Im Vorfeld ist dabei die enge Abstimmung mit Schmerztherapeuten bzw. einer neurologischen Kopfschmerzsprechstunde zur Indikationsprüfung zwingend erforderlich.
Bilder:
Die Implantation der Elektroden erfolgt entweder in Sedierung mit örtlicher Betäubung oder in Vollnarkose (i. d. R. stationärer Aufenthalt für ca. zwei bis drei Tage). Die Elektroden werden über eine dünne Nadel unter Röntgen-Durchleuchtung im Spinalkanal (Epiduralraum) bei der SCS oder über dem Gelenk/Zielgebiet (für PNS) eingebracht. Dabei kann – je nach Schmerzbild – die Lage der Sonde während der Operation angepasst werden.
In einer nachfolgenden Testphase der implantierten Elektroden (max. 10-14 Tage) können die Patienten unter normalen Alltagsbedingungen testen, wie gut die Stimulation die Schmerzen lindert.
Dabei wird eine Elektrodenverlängerung, die vorübergehend aus dem Körper ausgeleitet wird, mit einem Teststimulator verbunden.
Überwiegend kann der Schmerz um ca. 70-80% reduziert werden, ebenso die Schmerzmedikation. Verläuft die Testphase positiv, kann die dauerhafte Generatorimplantation geplant und durchgeführt werden. Das Implantat kann später mit einem kleinen Steuergerät durch den Patienten selbst bedient und dabei verschiedene Stimulationsprogramme verwendet werden.
Die Stimulation kann so eingestellt werden, dass kontinuierliches leichtes Kribbeln die Schmerzen angenehm überlagert. Neueste Programme (z. b. „FAST“) sind vollkommen ohne wahrnehmbare Reize und ausgesprochen wirkungsvoll.
Mit der technischen Weiterentwicklung werden durch uns jetzt überwiegend MRT-fähige, wiederaufladbare Generatoren verwendet.
Bei Problemen können sich die Patienten jederzeit an den Operateur oder den Techniker der betreuenden Firma wenden.
Medikamentenpumpen zur intrathekalen Therapie
Nach dieser Testphase kann schließlich eine Medikamentenpumpe unter der Haut implantiert werden.
Ziel der Behandlung ist es, die Höhe der Dosierung von Morphinen durch die direkte Applikation im Nervenwasserraum des Rückenmarksbereich zu reduzieren. Dadurch werden allgemeine Nebenwirkungen wie z.B. Übelkeit deutlich reduziert.

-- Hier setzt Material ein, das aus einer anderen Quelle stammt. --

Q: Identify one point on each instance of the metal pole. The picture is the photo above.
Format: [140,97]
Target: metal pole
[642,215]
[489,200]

Das Nachfüllen der Pumpe ist meist nur alle 60-70 Tage erforderlich und kann in unserer Praxis erfolgen.
Bei Spastik kann eine Testung mit Baclofen in ähnlicher Weise erfolgen. Die Reduktion der Spastik ist durch die Verwendung von modernen programmierbaren elektrischen Pumpen gut steuerbar.